Kitap, dövme ile ilgili şu bilgilere yer veriyor: Dövme geleneği, sanılanın aksine daha eski dönemlere uzanıyor. Dövme motifleri, diden dile; kulaktan kulağa; nesilden nesile aktarılarak günümüze kadar taşınıyor. Motifler sembolik şifreler ile doludur ve her biri farklı anlamlar taşır. İğne ile beden suyuna işlenen motiflerde, dilekler, ümitler, sevinçler dışa vurulup, hayat ağacı şekline dönüşmüş, bedene yeni anlamlar yüklenmiştir.
Güneydoğu Anadolu Bölgesi’nde geleneksel dövme, doğanın insan bedenine, yaşama mührü basması gibidir.
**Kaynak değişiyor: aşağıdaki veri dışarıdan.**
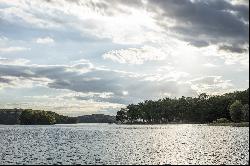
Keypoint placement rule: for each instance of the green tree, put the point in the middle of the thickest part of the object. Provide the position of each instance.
(236, 111)
(245, 113)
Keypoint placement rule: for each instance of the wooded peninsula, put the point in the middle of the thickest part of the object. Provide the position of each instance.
(230, 107)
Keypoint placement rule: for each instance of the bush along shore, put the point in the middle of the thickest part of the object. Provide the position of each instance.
(228, 109)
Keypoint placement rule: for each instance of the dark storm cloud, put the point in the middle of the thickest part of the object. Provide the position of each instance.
(215, 21)
(233, 48)
(97, 81)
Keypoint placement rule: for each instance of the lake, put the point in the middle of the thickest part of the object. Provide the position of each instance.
(124, 144)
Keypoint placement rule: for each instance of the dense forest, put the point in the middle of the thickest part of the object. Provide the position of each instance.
(33, 117)
(202, 109)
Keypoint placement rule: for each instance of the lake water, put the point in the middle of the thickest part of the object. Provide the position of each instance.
(124, 144)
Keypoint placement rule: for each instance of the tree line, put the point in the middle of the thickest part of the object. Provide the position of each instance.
(202, 109)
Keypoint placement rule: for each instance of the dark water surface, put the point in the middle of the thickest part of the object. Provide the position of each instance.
(124, 144)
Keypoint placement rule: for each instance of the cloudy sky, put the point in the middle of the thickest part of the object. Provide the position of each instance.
(80, 57)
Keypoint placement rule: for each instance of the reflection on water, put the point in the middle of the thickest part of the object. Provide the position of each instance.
(124, 144)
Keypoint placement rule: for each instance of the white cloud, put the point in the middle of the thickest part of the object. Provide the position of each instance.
(6, 61)
(212, 85)
(45, 40)
(135, 55)
(13, 49)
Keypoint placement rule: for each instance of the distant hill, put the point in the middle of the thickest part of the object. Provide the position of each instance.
(38, 117)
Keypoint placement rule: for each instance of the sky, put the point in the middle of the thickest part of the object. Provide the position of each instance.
(78, 57)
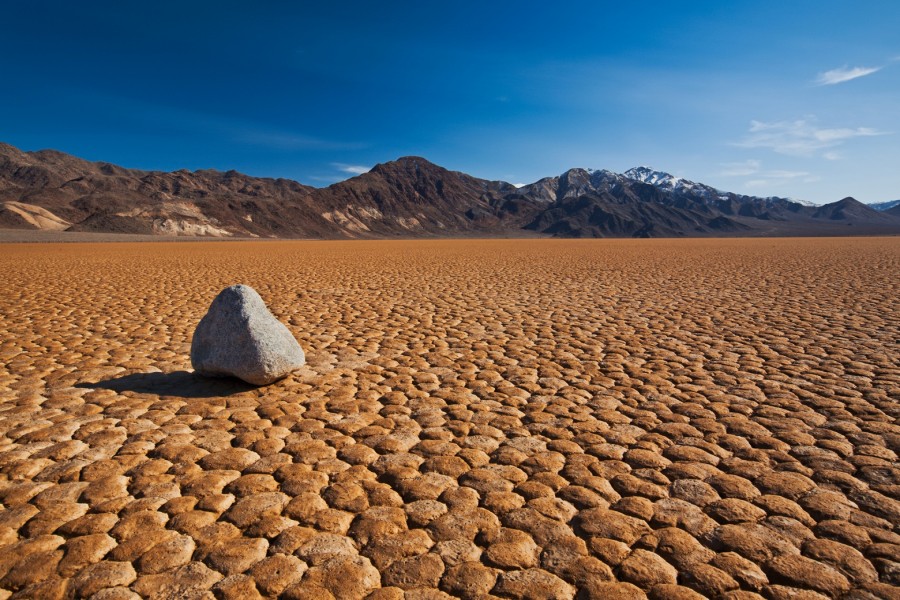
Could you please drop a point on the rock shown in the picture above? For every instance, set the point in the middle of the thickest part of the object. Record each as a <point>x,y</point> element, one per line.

Geleneksel dövme, bölgedeki diğer maddi ve manevi kültür mirasları ile de örtüşmektedir.

Fotoğraflarla büyük bir zenginliği okuyucusuna sunan kitap dövme motiflerinin; tamgabilim, yazı, halı-kilim-keçe sanatı, mezar taşları kabartmaları, arı kovanları, buğday ve un ambarları, koç ve koyun sürüleri, binek at ve sığırları damga, im ve enleri, nakış ve yanışlar, ev kapı duvarları, nazarlıklar, kap-kacak, yöresel takılar, tütsü, kına, kurşun dökme gelenekleri ile de ortak özellikler taşıdığını anlatıyor.

Etki Yayınlarından çıkan kitapta, dövmenin tanımı, dövme tekniği, dövmede kullanılan malzemeler, genel bilgiler, dövmenin Anadolu kültürü ile ilgisi, araştırma bulguları, dövme öyküleri ve motiflerin konu başlıkları ele alınıyor. Kitabın son bölümünde kapsamlı dövme terimleri sözlüğü oluşturulmuş. Kitabı oluşturma aşamasında 51 kitap, 33 makale incelenmiş, 92 kaynak kişi ile görüşülmüş. Eserin, geleneksel dövmeye ilgi duyan araştırmacıların el kitabı olacağına inanılıyor.